四人反应各不相同,却把各自心性和胆魄表露无遗。
张揾冲常郢谄媚地点了点头,然后战战兢兢地落座,显然,此乃贪生怕死之辈。
张家老太爷顷刻间脸色煞白,忽然有了一种很不好的预感,心忖常郢这桌酒宴,只怕是鸿门宴,来者不善哪,这却是生性多疑。
萧黎平却是洒然一笑,拂袖掸去席上灰尘,施施然落座,然后也不等常郢招呼,居然反客为主开始自斟自饮起来,虽然身为阶下囚,却丝毫没有自卑之意、自怜之色,一看便知是性情豪爽之人,这样的人,往往也是信念最为坚定之人。

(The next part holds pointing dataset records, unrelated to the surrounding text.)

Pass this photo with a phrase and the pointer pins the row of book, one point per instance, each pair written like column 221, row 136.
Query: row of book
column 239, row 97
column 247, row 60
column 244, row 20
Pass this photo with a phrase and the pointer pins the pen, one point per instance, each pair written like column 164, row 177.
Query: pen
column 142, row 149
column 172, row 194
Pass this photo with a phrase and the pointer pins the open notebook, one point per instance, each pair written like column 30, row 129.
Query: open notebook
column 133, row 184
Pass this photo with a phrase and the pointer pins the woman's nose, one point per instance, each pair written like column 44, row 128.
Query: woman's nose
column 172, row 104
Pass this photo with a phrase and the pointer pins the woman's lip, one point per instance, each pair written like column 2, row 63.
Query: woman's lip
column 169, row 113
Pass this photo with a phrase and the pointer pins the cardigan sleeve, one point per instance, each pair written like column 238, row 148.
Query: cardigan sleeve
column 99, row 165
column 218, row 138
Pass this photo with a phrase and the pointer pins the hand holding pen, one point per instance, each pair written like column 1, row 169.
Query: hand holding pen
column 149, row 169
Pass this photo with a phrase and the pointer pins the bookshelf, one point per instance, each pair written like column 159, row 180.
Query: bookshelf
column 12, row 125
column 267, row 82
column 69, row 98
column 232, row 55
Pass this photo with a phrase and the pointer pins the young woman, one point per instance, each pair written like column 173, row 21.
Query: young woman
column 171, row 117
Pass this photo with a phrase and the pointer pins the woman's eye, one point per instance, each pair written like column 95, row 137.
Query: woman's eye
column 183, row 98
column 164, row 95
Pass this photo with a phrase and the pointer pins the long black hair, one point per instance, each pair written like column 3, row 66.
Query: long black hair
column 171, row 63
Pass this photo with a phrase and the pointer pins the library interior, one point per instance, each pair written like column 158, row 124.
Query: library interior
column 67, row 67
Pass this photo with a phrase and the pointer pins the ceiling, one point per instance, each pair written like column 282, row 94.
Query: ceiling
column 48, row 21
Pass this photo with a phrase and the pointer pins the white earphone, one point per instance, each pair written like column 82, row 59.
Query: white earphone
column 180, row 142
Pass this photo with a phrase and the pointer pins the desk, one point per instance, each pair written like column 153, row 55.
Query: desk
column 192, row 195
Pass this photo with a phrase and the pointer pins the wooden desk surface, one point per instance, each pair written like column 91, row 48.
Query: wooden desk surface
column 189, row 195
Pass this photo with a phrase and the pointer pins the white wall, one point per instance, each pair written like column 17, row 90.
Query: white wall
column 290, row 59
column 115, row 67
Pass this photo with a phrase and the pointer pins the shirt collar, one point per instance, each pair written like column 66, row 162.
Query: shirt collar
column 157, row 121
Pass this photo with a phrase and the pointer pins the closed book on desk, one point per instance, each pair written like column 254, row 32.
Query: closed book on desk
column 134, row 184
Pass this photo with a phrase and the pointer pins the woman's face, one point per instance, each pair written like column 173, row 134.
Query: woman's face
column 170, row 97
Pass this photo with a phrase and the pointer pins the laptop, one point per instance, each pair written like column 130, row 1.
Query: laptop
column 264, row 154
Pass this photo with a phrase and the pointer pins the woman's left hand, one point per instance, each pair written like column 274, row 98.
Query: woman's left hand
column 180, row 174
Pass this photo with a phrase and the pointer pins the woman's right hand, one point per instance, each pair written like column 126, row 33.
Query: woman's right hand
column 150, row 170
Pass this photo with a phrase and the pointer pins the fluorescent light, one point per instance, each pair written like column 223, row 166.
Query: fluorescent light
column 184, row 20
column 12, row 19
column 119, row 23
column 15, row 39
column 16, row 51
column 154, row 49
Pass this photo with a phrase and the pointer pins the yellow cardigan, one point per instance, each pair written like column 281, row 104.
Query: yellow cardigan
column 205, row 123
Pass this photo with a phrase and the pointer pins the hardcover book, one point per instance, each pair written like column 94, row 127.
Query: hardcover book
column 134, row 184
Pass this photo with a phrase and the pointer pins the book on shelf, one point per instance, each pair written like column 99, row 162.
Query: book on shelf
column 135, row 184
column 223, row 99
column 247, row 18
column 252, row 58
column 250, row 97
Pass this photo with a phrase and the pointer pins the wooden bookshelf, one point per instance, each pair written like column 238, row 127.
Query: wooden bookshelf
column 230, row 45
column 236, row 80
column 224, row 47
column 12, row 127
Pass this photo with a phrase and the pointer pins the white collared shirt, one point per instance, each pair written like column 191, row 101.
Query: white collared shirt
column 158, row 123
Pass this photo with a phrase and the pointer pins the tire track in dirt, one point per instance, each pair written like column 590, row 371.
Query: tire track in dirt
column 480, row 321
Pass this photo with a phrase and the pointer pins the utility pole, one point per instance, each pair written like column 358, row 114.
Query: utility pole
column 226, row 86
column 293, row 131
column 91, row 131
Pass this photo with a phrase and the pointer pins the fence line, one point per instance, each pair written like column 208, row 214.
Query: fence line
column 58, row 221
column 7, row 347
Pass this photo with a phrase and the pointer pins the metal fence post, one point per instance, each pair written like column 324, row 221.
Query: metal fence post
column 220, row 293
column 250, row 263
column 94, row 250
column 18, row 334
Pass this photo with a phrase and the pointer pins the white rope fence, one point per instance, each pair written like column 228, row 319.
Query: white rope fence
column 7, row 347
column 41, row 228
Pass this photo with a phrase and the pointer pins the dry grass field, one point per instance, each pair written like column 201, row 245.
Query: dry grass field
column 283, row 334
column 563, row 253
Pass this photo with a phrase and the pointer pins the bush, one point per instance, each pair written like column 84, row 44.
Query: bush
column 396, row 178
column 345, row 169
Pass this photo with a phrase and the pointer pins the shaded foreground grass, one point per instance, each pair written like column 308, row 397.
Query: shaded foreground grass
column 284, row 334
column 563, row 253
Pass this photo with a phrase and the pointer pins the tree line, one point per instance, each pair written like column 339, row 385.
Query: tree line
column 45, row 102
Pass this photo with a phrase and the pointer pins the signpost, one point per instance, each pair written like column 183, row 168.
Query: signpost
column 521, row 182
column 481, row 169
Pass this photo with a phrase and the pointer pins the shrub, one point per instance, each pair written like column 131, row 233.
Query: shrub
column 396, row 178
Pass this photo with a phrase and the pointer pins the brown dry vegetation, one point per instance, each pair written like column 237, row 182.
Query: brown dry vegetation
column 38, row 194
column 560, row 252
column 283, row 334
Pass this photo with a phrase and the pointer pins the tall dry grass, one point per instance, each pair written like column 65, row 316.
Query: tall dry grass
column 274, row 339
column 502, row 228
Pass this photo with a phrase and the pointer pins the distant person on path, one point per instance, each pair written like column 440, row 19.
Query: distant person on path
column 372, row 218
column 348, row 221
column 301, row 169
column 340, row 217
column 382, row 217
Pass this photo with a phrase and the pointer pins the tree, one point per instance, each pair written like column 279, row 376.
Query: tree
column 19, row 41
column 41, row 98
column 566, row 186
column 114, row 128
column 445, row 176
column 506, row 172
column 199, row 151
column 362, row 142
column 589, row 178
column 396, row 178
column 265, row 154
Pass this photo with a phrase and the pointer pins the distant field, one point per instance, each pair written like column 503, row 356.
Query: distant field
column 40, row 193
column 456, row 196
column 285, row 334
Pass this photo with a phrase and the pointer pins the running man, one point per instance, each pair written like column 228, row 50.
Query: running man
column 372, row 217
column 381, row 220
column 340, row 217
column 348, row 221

陈广平则一脚将面前的酒筵踢翻,森然道:“汝这老匹夫!要杀便杀,何必多此一举!?”
陈广平此话一出,张老太爷立刻一抖擞,张揾更是吓得跪了起来,唯有萧黎平滋的一声吸干了盅中美酒,砸舌道:“广平贤弟多虑矣,常大人今日设宴相待,并无杀人之意。”
常郢目光凛然,望着萧黎平道:“足下不愧是逐县名士,一语中的。”
陈广平不依不挠道:“然则汝又待如何?”
常郢道:“实不相瞒,老朽已与张家的张朔张二爷达成协议,张家以降我大唐,尽献漳泉二州,易换张老太爷的性命,老朽已然应允,时间定在三日之后。不过在放走张老太爷之前,老朽还有一语想问问你们其余三位,委实不吐不快!”
张老太爷闻言面露喜色,一张老脸乐的跟朵菊花似的。
萧黎平道:“足下可是想说,大唐国势雄大,兵多将广,士卒精锐,劝我等一道归降你南唐?”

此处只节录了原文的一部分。